New CAPTCHA Has a Moral TwistWritten by Sue Walsh on October 8, 2012
CAPTCHAs seem to be a dime a dozen these days, right? They are everywhere, demanding you decipher their often cryptic words in order to pass go and collect $200. Some are for a good cause such as every time you successfully complete a CAPTCHA you help digitize a classic book. Others ask you to look at photos instead of garbled, nearly impossible to read words. While they began as a well regarded method for blocking spam bots, these days they have become more of a nuisance and annoyance than anything else. The newest version seeks to change that trend but it has an interesting twist that some people may find even more annoying.

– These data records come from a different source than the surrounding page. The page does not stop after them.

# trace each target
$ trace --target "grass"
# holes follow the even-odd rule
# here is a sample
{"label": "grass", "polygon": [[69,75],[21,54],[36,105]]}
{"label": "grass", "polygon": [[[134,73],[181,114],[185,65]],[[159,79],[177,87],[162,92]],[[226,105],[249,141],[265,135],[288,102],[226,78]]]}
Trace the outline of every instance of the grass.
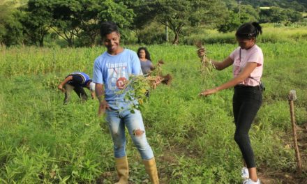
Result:
{"label": "grass", "polygon": [[[287,94],[297,90],[297,123],[307,122],[307,43],[260,43],[264,54],[264,104],[250,132],[257,165],[295,171],[294,152],[286,146],[291,132]],[[127,46],[136,50],[138,45]],[[208,56],[226,57],[234,44],[206,45]],[[204,82],[194,46],[148,45],[154,63],[163,59],[170,86],[151,93],[142,115],[149,141],[164,183],[239,183],[241,153],[233,140],[232,90],[208,98],[197,94],[232,77],[232,68],[214,71]],[[0,181],[3,183],[113,183],[112,142],[98,102],[81,103],[75,95],[62,105],[56,90],[68,73],[91,75],[104,48],[1,48]],[[130,182],[148,183],[131,140],[127,153]],[[303,154],[306,154],[303,151]],[[306,177],[306,171],[304,176]]]}

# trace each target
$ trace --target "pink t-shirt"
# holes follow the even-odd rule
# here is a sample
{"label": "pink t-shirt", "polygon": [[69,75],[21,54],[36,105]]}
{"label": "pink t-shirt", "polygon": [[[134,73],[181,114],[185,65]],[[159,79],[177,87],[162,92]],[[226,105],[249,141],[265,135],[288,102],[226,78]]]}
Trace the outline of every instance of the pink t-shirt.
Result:
{"label": "pink t-shirt", "polygon": [[[250,73],[250,77],[247,77],[243,82],[239,84],[244,84],[246,86],[255,86],[260,84],[261,76],[262,75],[263,70],[263,53],[262,50],[257,45],[255,45],[250,49],[241,49],[241,59],[240,59],[240,47],[237,48],[230,54],[230,57],[234,61],[233,63],[233,74],[234,77],[243,70],[246,63],[248,62],[257,63],[257,67]],[[241,61],[240,61],[241,60]]]}

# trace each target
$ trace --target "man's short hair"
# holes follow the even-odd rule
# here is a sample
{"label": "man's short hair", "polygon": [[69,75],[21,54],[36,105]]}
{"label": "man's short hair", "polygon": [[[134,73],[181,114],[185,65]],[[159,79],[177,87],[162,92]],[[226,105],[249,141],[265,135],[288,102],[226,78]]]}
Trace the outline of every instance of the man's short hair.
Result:
{"label": "man's short hair", "polygon": [[106,35],[110,34],[112,32],[119,32],[119,28],[117,25],[112,21],[103,22],[100,24],[100,36],[101,38],[105,37]]}

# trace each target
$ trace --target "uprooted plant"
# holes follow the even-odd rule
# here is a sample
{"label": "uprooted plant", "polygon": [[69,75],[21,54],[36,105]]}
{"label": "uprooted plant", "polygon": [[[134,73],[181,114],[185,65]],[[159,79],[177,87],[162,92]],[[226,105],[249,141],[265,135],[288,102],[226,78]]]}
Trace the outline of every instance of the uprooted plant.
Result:
{"label": "uprooted plant", "polygon": [[208,75],[211,76],[212,69],[215,68],[215,66],[212,63],[211,59],[209,59],[207,57],[206,48],[202,45],[200,41],[197,42],[195,45],[198,48],[197,49],[197,54],[200,53],[200,51],[201,50],[204,51],[204,54],[198,54],[198,56],[200,58],[200,62],[202,63],[202,66],[200,68],[202,76],[204,78],[208,77]]}

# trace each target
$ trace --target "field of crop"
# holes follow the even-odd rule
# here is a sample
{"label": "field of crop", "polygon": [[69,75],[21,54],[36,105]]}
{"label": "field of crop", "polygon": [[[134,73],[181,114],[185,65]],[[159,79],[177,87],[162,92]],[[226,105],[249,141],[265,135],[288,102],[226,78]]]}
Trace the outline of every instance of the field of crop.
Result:
{"label": "field of crop", "polygon": [[[258,45],[264,54],[267,89],[250,137],[260,179],[271,178],[271,183],[306,181],[307,149],[302,146],[304,172],[301,176],[293,174],[296,160],[287,95],[291,89],[297,91],[296,121],[304,130],[307,128],[307,42]],[[137,46],[127,47],[136,50]],[[237,45],[206,47],[209,58],[222,60]],[[242,159],[233,139],[233,90],[197,96],[202,89],[231,79],[232,69],[214,71],[212,77],[204,80],[195,46],[147,47],[154,63],[163,59],[163,72],[174,77],[170,86],[159,86],[151,93],[142,109],[161,183],[240,183]],[[0,183],[114,183],[112,142],[104,118],[96,115],[98,102],[82,103],[73,94],[71,102],[63,106],[63,94],[57,89],[60,80],[73,71],[91,75],[93,60],[105,50],[0,48]],[[299,135],[304,146],[306,132]],[[130,139],[127,153],[130,183],[149,183]]]}

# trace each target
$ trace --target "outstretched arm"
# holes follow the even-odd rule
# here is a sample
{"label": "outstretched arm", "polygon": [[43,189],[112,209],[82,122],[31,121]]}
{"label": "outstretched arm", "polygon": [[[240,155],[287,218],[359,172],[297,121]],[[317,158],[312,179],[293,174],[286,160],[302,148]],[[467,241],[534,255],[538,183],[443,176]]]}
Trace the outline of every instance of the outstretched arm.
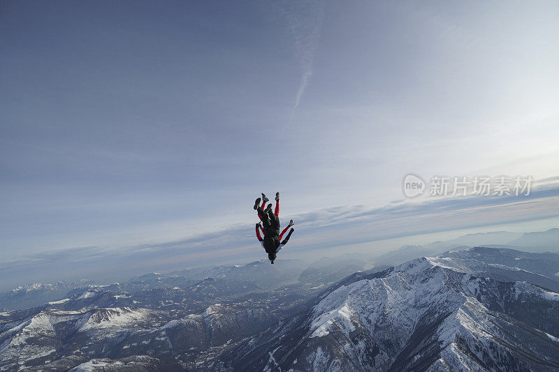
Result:
{"label": "outstretched arm", "polygon": [[287,230],[289,229],[289,228],[291,228],[293,225],[295,225],[295,223],[293,223],[293,220],[290,221],[289,221],[289,224],[287,226],[286,226],[285,228],[284,229],[284,230],[282,232],[282,233],[280,234],[280,241],[281,241],[282,239],[283,239],[284,235],[287,232]]}
{"label": "outstretched arm", "polygon": [[259,228],[262,228],[262,226],[260,225],[260,223],[256,223],[256,238],[258,238],[259,241],[262,241],[264,239],[260,235],[260,229]]}

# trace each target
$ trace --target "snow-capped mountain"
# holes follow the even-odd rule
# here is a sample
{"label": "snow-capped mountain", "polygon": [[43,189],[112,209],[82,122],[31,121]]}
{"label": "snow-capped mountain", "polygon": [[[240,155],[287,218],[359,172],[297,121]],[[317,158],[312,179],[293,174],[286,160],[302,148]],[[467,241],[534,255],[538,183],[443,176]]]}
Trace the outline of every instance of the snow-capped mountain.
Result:
{"label": "snow-capped mountain", "polygon": [[[544,276],[521,264],[494,263],[501,253],[357,276],[222,359],[254,371],[556,371],[559,294],[528,281]],[[505,253],[508,263],[530,255]]]}
{"label": "snow-capped mountain", "polygon": [[1,312],[0,371],[559,369],[558,254],[476,247],[336,283],[355,262],[279,262]]}

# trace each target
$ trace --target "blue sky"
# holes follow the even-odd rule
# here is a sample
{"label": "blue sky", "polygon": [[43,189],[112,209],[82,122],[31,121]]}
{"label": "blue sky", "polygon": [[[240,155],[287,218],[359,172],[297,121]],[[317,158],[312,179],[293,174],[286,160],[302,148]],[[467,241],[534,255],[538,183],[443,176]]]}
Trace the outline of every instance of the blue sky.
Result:
{"label": "blue sky", "polygon": [[226,260],[261,191],[301,218],[295,249],[325,237],[309,213],[417,204],[409,172],[558,176],[558,15],[555,1],[3,1],[0,258],[186,254],[222,237]]}

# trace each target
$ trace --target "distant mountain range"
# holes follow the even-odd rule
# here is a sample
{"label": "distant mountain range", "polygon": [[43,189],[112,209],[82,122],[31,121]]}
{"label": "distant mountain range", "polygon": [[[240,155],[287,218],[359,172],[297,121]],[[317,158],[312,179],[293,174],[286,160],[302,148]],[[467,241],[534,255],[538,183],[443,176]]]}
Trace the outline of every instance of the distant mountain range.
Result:
{"label": "distant mountain range", "polygon": [[398,265],[412,258],[437,255],[449,249],[463,249],[477,246],[501,246],[529,252],[559,252],[559,229],[537,232],[497,231],[467,234],[444,241],[428,244],[407,245],[371,260],[376,265]]}
{"label": "distant mountain range", "polygon": [[0,370],[559,369],[559,254],[364,265],[257,261],[73,289],[0,313]]}

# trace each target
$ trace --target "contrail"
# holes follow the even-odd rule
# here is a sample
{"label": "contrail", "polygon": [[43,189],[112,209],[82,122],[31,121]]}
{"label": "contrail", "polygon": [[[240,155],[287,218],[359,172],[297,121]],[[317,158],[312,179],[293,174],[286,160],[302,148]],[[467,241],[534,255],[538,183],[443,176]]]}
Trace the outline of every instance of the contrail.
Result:
{"label": "contrail", "polygon": [[296,54],[300,63],[303,75],[289,121],[282,129],[282,133],[291,124],[312,75],[313,60],[324,18],[324,5],[321,1],[307,0],[288,3],[290,5],[289,9],[283,10],[283,13],[295,39]]}

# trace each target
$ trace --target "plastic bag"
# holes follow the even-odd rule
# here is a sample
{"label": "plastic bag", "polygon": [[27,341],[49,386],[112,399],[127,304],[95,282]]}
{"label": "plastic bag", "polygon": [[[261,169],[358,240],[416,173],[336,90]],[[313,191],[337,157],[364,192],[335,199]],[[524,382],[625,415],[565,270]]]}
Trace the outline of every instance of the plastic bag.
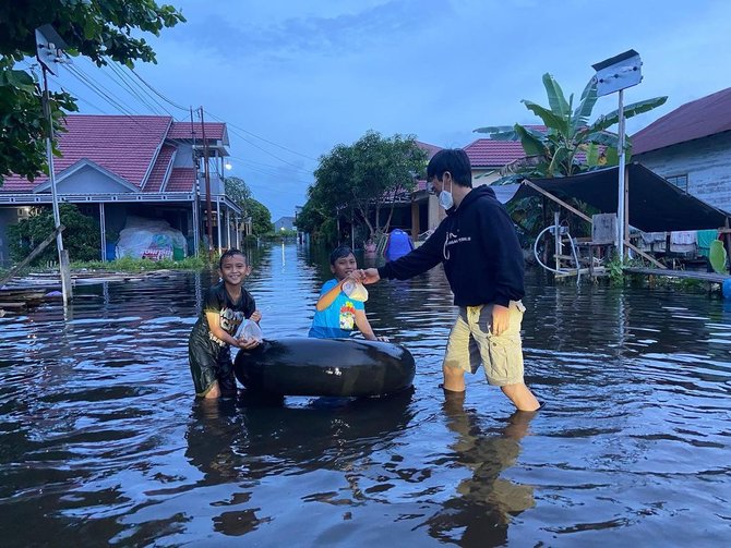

Introducting Civil Rights CAPTCHA. This version presents the user with a serious question like this:
“The parliament in St. Petersburg recently passed a law that forbids ‘homosexual propaganda.’ How does that make you feel?”
The responses are a collection of positive and negative such as “good”, “troubled”, “angry”, “pleased”, and so on. The trick is to pick the one with the most empathy and compassion. If you do you pass. Which response do you think is the right one? The answer a bit later.
Civil Rights CAPTCHA is the brainchild of Civil Rights Defenders, an organization whose mission is described on their website as: “We defend people’s civil and political rights and empower human rights defenders at risk.”
They are hoping this new CAPTCHA raises awareness of social issues and marginalized groups. Will it be successful? That remains to be seen. It certainly seems promising as far as its spam blocking power but will legit users accept it or find it the most annoying CAPTCHA ever? What do you think? Is it a good idea or does it go too far?
In case you’re wondering, the answer to the Civil Rights CAPTCHA question above is “troubled”. Did you get it right?